Thanks also my feministy man friends. You all rock, especially at the end of a long day when I've been surrounded by stories of women who've really been let down by the men in their lives. It's lovely to think about you all and how lucky we women are who know you. Thanks for liking my feminist Facebook rants, and for 'getting' them too. Thanks for not being oglers or leerers or yelling-out-the-car-window-at-hot-babez people, and for being as in favour of gender equality as anyone I know. Thanks for not thinking feminism is a big scary thing. Thanks for treating your womenfolk with such love and respect, and for thinking dudes who don't do the same are scum. Happy Valentines.
Special mention to the man friend who actually came up with the name for Settle Petal. It was inadvertent, granted, and was said in jest to bait me (see point three of my feminist new years' resolutions). He jokes around about being a misogynist jerk but is an incredibly decent human being who fits completely into every category in the paragraph above, and was pretty chuffed on the name choice for the site - which he does sometimes refer to as his website, completely missing the irony in that. So thanks, friend.

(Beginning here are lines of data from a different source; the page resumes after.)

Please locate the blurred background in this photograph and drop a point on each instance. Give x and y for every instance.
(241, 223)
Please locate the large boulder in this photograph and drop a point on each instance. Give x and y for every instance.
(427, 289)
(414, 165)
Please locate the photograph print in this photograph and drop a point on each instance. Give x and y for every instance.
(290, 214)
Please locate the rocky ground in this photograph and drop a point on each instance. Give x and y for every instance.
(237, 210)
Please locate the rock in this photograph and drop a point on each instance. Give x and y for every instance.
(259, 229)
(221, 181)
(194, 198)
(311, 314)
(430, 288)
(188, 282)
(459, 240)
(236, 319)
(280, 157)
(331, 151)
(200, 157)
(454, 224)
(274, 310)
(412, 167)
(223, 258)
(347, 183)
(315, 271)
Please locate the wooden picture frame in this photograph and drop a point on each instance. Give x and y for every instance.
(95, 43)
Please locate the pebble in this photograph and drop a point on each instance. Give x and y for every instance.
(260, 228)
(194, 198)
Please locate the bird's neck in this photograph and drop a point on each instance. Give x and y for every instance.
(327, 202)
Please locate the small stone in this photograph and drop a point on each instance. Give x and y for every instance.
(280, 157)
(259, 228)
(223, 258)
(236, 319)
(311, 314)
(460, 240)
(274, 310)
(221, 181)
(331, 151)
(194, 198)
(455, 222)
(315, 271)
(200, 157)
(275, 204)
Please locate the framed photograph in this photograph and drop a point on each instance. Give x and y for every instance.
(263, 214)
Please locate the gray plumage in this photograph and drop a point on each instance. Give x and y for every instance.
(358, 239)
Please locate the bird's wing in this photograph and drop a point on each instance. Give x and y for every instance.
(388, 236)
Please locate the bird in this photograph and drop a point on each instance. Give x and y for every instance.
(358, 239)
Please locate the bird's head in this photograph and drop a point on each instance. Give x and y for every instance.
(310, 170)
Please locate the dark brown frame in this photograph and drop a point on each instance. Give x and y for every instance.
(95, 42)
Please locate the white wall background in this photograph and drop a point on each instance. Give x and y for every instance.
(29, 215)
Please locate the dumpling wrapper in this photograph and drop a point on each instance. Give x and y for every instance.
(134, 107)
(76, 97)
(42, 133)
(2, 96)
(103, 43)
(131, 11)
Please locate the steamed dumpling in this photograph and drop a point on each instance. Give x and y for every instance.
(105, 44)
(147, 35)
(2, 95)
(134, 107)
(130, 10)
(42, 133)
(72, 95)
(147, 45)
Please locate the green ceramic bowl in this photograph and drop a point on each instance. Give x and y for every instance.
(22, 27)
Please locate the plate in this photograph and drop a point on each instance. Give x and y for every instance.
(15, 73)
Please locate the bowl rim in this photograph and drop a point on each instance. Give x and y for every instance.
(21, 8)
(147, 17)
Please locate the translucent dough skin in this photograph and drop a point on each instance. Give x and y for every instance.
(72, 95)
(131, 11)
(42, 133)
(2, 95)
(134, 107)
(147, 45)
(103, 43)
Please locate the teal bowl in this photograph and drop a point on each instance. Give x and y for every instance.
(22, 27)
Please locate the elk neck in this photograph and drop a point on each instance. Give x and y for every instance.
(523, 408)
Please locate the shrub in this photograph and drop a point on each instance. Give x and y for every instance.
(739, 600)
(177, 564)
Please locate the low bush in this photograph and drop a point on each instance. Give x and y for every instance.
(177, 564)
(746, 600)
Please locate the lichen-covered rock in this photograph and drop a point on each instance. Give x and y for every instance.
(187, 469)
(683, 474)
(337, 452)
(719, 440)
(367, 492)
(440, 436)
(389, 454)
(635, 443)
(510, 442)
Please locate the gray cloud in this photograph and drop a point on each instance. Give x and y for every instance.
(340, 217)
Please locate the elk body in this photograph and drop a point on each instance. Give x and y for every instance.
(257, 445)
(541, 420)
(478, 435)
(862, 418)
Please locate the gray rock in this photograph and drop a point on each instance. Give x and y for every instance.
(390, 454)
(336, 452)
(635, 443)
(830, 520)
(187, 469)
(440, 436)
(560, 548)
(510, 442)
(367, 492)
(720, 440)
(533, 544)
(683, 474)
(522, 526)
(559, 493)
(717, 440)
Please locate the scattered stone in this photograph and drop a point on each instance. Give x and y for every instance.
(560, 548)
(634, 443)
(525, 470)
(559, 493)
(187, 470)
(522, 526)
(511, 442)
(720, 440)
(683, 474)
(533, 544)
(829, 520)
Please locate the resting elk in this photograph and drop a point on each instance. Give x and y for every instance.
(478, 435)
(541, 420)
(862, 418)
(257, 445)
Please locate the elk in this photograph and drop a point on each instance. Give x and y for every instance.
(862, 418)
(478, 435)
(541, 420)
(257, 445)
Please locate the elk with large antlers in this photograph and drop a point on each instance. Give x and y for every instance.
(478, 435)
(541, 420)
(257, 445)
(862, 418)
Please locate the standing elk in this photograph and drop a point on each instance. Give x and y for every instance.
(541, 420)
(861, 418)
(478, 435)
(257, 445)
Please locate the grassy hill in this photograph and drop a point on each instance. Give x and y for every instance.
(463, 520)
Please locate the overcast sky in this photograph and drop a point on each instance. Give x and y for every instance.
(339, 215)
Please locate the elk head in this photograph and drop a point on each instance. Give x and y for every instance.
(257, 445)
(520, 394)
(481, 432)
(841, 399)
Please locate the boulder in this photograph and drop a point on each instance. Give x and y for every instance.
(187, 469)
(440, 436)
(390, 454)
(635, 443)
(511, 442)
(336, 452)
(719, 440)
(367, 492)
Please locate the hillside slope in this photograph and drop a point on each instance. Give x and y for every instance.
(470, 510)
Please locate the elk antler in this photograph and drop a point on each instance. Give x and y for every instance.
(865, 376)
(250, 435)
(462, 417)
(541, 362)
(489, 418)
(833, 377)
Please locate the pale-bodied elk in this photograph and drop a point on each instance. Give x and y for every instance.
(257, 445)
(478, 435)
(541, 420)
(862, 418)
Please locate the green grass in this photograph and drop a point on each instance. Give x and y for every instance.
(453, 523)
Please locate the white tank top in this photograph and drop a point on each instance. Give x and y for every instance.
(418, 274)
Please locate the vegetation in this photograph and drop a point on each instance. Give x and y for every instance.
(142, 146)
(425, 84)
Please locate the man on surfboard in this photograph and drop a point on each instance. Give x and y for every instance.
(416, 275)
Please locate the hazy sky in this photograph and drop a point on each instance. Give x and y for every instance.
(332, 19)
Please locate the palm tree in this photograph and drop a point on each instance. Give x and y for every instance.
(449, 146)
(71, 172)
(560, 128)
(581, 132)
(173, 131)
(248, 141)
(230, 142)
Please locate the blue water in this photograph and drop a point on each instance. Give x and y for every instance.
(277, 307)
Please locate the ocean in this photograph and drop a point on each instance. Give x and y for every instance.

Sometimes it's hard when you're reading news online or listening to Andrew 'the most oppressed white man in Australia' Bolt or seeing candidates running for political office who think drunk women are responsible for their own rapes, to remember that there are a hell of a lot of good men out there too. But there are! There really are - and not just good men, but amazing men, men who are as fully supportive of feminism as women in deeds as well as words. And I think it's important to recognise them. Yay for feminist men! So this is my Valentine to them. Thanks guys.